Esse troço foi feito a descer, e a determinada altura foi dar aqui:
 Eis a foto que toda a gente tirou!

No final da descida apareceu um riacho e logo a seguir, mesmo quando aquilo me estava a começar a entusiasmar... TOMA LÁ DISTO!!! Trepa em quatro patas e é se queres chegar ao fim vivo!!

Não fui à tropa, mas de certeza que a recruta tem cenas destas para testar os mancebos...

Esta foi, sem a menor dúvida, a parte mais difícil da prova. Pela inclinação. Pelos diferentes tipos de terreno (na mesma subida). Pela duração da subida. Enfim... foi duro mesmo:
 R@i0s p#&$@m €s%@  <CENSORED>!!!!

Seguiu-se um troço algo irregular, mas que permitia FINALMENTE correr. Mas ainda assim, as paragens eram obrigatórias para tirar mais umas fotos. De facto, a paisagem foi o que de melhor retive da prova. Não estava a competir, nem sequer a ligar nada ao tempo com que ia fazer os 20 Kms. Quis apreciar tanto as dificuldades de um trail como o que o contacto com a natureza tem de melhor:
O Joel a apreciar a paisagem!

Antes de chegar ao 10º Km, apareceu o segundo ponto de reabastecimento: água, bebida isotónica, frutos secos... Tudo o que é preciso para repôr as energias e descansar um bocado. Quando lá chegámos, eu e o Joel, reencontrámos o Tiago e vimos o atleta que liderava a prova dos 50 Kms. Apareceu quando eu já ia para a minha segunda ronda de frutos secos e tinha a mulher dele a incentivá-lo e a tirar fotos enquanto recuperava o fôlego. "Não tens ninguém atrás de ti!" dizia ela. Até parecia o pessoal do paddock da F1 a controlar a corrida. Só faltou dizer-lhe para tirar o pé do acelerador...

Mais à frente, também apreciei o que o Homem consegue fazer da natureza:
 O Joel a apreciar a pedreira, ou Marte como disse o Tiago!

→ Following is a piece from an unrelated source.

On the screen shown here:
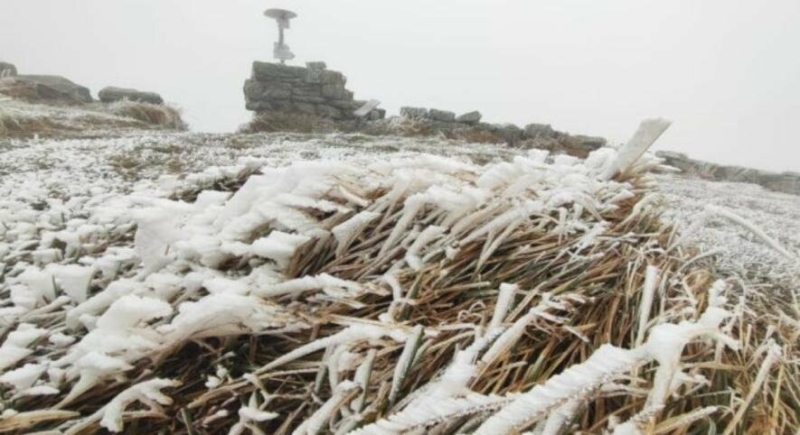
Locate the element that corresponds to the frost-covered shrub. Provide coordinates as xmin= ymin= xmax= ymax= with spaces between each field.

Após passar a Pedreira, seguiu-se mais um caminho bonito de percorrer, e com mais oportunidades de tirar boas fotos:
 Quê? Ainda tenho que andar até ali???? Fixe!!!

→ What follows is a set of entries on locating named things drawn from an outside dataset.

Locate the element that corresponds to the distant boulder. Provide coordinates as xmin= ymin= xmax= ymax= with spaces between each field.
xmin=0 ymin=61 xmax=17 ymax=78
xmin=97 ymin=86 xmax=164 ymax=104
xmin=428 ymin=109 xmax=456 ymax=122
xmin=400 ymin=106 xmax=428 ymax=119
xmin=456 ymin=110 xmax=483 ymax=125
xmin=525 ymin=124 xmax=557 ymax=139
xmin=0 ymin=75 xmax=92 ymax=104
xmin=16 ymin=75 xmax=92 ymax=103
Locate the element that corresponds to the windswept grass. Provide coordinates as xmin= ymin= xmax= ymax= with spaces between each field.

Por esta altura, estava completamente restabelecido de vitamina M (de mosquito), e já tinha ingerido o gel que levei comigo para me voltar a pôr na ordem.
Também por esta altura já o Joel tinha torcido o pé 2x e o ritmo era menor. Obviamente que não o ia deixar para trás (não é Pedro? LOL), até porque eu também me sentia cansado...

Veio mais um reabastecimento, mais uma descida (com direito a momentânea saída do percurso) e nova subida até ao Castelo.

Após a passagem por aquelas tostas belíssimas no último reabastecimento da prova, sabíamos que seria sempre a descer até Sesimbra, pelo que acelerámos um pouco o passo e lá fomos nós, atrás de umas meninas (não foi Joel?), durante a última parte de trilhos pela natureza. Fomos dar aqui:
Aqui parecia que o circo tinha chegado à cidade!

Mais um episódio único nas minhas corridas: fazer uma parte do percurso agarrado a uma rede...

Pouco depois era o regresso à civilização e ao slalom entre famílias, carros e atletas. Senti-me como uma pessoa que esteve perdida na selva e que conseguiu regressar à civilização. Quando estava já habituado a desviar-me de pedras e ramos de árvore, eis que comecei a desviar-me de pessoas, animais e veículos motorizados... Que grande contraste!

Passadas 3 horas e 10 minutos do início da prova:
Reportagem JRR TV
 Técnico de Som: Joel 
Repórter de imagem: Ricardo
Equipamento fornecido por: Rui

E pronto, depois de horas de sofrimento, tive que levar com isto:
Ca granda cansêra, hein?! Talvez sêja melhor vir ôtra bujeca...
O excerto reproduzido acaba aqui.